Una de las consecuencias de la despolitización colectiva que han acarreado la renuncia de los líderes, el postprocés y la pérdida de confianza en las instituciones y en el sistema democrático, es la falta de conciencia sobre la dimensión política que tienen las decisiones personales. Igual que quien atraviesa una ruptura procura hacer un corte limpio mental, ficticio, entre el tiempo que transcurrió con la ex y el tiempo presente, existe una especie de catalán que procura trazar el mismo corte entre la persona que fue durante los años del procés y la persona que es hoy. Es una manera de compartimentar que, delimitando etapas, permite cerrarlas y sentir que se comprende y se controla el duelo.

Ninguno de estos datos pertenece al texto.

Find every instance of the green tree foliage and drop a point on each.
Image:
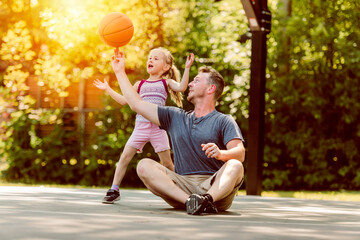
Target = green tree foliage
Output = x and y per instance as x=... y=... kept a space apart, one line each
x=312 y=115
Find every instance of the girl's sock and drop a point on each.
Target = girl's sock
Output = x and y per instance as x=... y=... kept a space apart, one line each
x=115 y=187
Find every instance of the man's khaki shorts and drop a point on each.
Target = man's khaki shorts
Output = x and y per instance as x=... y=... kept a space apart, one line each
x=199 y=184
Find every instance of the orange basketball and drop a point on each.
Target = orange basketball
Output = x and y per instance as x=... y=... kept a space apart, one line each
x=116 y=29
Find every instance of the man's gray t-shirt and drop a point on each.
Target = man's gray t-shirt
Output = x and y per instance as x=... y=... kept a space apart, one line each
x=187 y=133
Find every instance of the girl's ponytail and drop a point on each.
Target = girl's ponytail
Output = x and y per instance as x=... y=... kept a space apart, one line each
x=172 y=73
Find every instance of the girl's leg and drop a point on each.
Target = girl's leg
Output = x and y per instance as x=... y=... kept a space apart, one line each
x=165 y=159
x=126 y=156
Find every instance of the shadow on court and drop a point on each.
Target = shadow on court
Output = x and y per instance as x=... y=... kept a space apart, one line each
x=60 y=213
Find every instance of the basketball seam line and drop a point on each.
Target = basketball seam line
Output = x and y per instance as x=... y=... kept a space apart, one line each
x=117 y=32
x=132 y=25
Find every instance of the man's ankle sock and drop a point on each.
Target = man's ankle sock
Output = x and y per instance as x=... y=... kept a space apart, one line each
x=208 y=197
x=115 y=187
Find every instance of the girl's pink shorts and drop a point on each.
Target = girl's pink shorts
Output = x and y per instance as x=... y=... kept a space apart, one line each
x=149 y=132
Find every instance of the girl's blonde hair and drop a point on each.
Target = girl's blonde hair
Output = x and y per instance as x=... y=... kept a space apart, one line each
x=172 y=73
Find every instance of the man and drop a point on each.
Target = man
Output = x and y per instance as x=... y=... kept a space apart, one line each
x=207 y=145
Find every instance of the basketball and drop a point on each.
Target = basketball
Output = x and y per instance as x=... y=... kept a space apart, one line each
x=116 y=29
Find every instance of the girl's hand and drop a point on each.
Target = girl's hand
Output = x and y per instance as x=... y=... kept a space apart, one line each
x=118 y=61
x=101 y=85
x=189 y=61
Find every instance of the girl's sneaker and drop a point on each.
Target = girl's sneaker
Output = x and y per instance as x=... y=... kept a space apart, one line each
x=111 y=196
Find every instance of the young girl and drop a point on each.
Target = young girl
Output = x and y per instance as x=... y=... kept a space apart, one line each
x=163 y=79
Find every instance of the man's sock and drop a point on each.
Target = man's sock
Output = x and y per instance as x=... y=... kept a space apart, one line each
x=115 y=187
x=208 y=197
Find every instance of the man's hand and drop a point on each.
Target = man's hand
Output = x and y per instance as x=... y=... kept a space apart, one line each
x=211 y=150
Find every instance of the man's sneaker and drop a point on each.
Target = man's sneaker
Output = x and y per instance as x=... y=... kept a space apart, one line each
x=111 y=196
x=197 y=204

Haciendo esta clasificación psicológica, el catalán tibio que aún conserva en el perfil de Instagram las fotografías de la Via Catalana de 2013 se puede decir a sí mismo que aquel era un momento político en el que la implicación política tenía sentido, pero que, cerrado y sellado el compartimento en cuestión, la implicación personal —sin la pasión colectiva— tiene un punto de ridículo extemporáneo. 

Esta clase de tibieza, la tibieza del catalán que hoy identifica la catalanidad desacomplejada con la vergüenza del recuerdo del procés —instigada, sobre todo, por el hecho de que más que ser derrotados fuimos desactivados desde dentro—,........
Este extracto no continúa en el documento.